Texture Synthesis

What in this post is actually part of my computational photography homework, because I’m recently preparing for interviews, so for reviewing it, I re-implemented this method.

WHAT IS IT

Texture synthesis is another very interesting application of image processing. What it does is, given a texture sample, generate new texture that is similar with the given sample, similar here means for human observer, the new generated texture appears to be the same kind of texture.

For example, if we have the following image.

a1

what we want is to fill the black region using the same texture with middle part. A trivial solution is just copy the whole image (or part of it), and put it into the unfilled region, and the output image is something like this.

a2

Actually we feel not that happy with this result, the blockiness is clearly perceivable, and looks like some tiles in the bathroom. We want the texture expands automatically.

a3

This image looks better, although it is also kind of weird, but we can hardly tell that this image is made by tiling some tiles, it is more likely that to be a whole image. This is exactly what texture synthesis does.

ALGORITHM

function FindMatches(Template,SampleImage)
	ValidMask = 1s where Template is filled, 0s otherwise 
	GaussMask = Gaussian2D(WindowSize,Sigma)
	TotWeight = sum i,j GaussiMask(i,j)*ValidMask(i,j) 
	for i,j do
		for ii,jj do
			dist = (Template(ii,jj)-SampleImage(i-ii,j-jj))^2
			SSD(i,j) = SSD(i,j) + dist*ValidMask(ii,jj)*GaussMask(ii,jj)
		end
		SSD(i,j) = SSD(i,j) / TotWeight 
	end
	PixelList = all pixels (i,j)where SSD(i,j)<=min(SSD)*(1+ErrThreshold)
	return PixelList
end
function GrowImage(SampleImage,Image,WindowSize) 
	while Image not filled do
		progress = 0
		PixelList = GetUnfilledNeighbors(Image) 
		foreach Pixel in PixelList do
			Template = GetNeighborhoodWindow(Pixel) 
			BestMatches = FindMatches(Template, SampleImage) 
			BestMatch = RandomPick(BestMatches)
			if (BestMatch.error < MaxErrThreshold) then
				Pixel.value = BestMatch.value
		        progress = 1
		    end
		end
		if progress == 0
			then MaxErrThreshold = MaxErrThreshold * 1.1 
	end
	return Image
end

Something need to pay attention:

  1. Window size is manually selected, if the texture repeats, then we can use the unit size of the texture.
  2. Function GetUnfilledNeighbors() returns a list of all unfilled pixels that have filled pixels as their neighbors. The list is randomly permuted and then sorted by decreasing number of filled neighbor pixels.
  3. When calculating neighbors, we use the 8-direction neighbors.
  4. If the current pixel is at the edge of image (one or some of its neighbors doesn’t exist), then just flag the non-exist neighbors, and calculate regularly.
  5. GetNeigborhoodWindow() returns a window of size WindowSize around a given pixel (returns flagged windows when at edges).
  6. RandomPick() picks an element randomly from the list.
  7. Gaussian2D() generates a 2D Gaussian in a window of given a size centered in the center and with a given standard deviation (in pixels).
  8. The recommended constant values are: ErrThreshold = 0.1, MaxErrThreshold = 0.3, Sigma = WindowSize/6 (3sigma for each side).

 SOURCE CODE

 https://github.com/xingdi-eric-yuan/texture-synthesis

RESULTS AND  MORE

Some results (including using former code)

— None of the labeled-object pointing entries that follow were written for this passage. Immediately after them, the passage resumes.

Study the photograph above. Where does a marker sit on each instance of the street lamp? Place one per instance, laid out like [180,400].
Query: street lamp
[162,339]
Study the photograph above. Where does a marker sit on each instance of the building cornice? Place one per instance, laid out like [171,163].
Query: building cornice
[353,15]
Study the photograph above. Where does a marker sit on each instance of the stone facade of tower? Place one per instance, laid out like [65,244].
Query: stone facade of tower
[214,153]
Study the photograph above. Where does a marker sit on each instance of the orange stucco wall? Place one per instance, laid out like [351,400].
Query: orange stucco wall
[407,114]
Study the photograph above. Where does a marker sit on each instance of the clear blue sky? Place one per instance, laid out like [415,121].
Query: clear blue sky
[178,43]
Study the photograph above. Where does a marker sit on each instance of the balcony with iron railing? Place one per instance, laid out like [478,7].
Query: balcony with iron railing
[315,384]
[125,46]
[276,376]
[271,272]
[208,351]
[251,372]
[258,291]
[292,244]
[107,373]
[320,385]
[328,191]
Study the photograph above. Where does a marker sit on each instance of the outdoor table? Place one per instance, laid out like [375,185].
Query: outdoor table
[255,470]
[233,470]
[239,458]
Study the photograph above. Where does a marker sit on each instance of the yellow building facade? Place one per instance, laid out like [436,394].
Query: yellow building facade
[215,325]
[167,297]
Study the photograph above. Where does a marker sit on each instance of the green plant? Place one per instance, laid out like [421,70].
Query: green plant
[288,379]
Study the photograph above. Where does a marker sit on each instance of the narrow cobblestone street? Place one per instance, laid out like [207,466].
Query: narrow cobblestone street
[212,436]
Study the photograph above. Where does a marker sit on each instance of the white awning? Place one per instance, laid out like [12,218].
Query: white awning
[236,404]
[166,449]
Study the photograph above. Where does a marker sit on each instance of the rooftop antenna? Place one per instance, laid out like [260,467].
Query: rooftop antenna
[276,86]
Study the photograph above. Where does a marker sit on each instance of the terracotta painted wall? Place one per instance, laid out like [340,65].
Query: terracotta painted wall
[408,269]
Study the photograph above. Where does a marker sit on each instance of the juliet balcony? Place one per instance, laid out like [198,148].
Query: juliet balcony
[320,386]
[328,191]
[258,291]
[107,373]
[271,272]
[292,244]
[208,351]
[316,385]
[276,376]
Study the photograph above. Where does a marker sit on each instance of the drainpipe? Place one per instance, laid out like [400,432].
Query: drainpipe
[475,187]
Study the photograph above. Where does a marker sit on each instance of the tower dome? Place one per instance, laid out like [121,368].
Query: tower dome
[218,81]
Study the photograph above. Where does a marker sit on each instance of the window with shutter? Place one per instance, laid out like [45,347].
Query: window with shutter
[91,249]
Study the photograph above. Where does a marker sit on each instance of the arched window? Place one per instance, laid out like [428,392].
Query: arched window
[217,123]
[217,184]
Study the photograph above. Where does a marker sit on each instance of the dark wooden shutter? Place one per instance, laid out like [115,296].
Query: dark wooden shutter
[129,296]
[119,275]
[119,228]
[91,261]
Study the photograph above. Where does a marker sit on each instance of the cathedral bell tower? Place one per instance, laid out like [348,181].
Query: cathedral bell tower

1. radishes (100 * 100) VS expanded radishesss (111 * 111)

radishes   resultc1

2. black hole filling

   a4   a5

3. barbed wire fence (75 * 75) VS expanded baaaaarbed wire fence (225 * 225)

a6   a7

For testing this algorithm, you can use the Brodatz Textures, which includes 112 gray scale texture images.

Because the above github version code is today’s new implemented code, I didn’t include something like hole or foreground object removal or multi-channel image processing.

For implementing foreground object removal, just alter the map generating part, no matter hole removal or image expansion, all we need to do is set the part of we want to be zero in map.

For implementing 3-channel image texture synthesis, just split the image into 3 different channels, and do what we do with single channel image 3 times, and then merge the 3 channels result as the final result image.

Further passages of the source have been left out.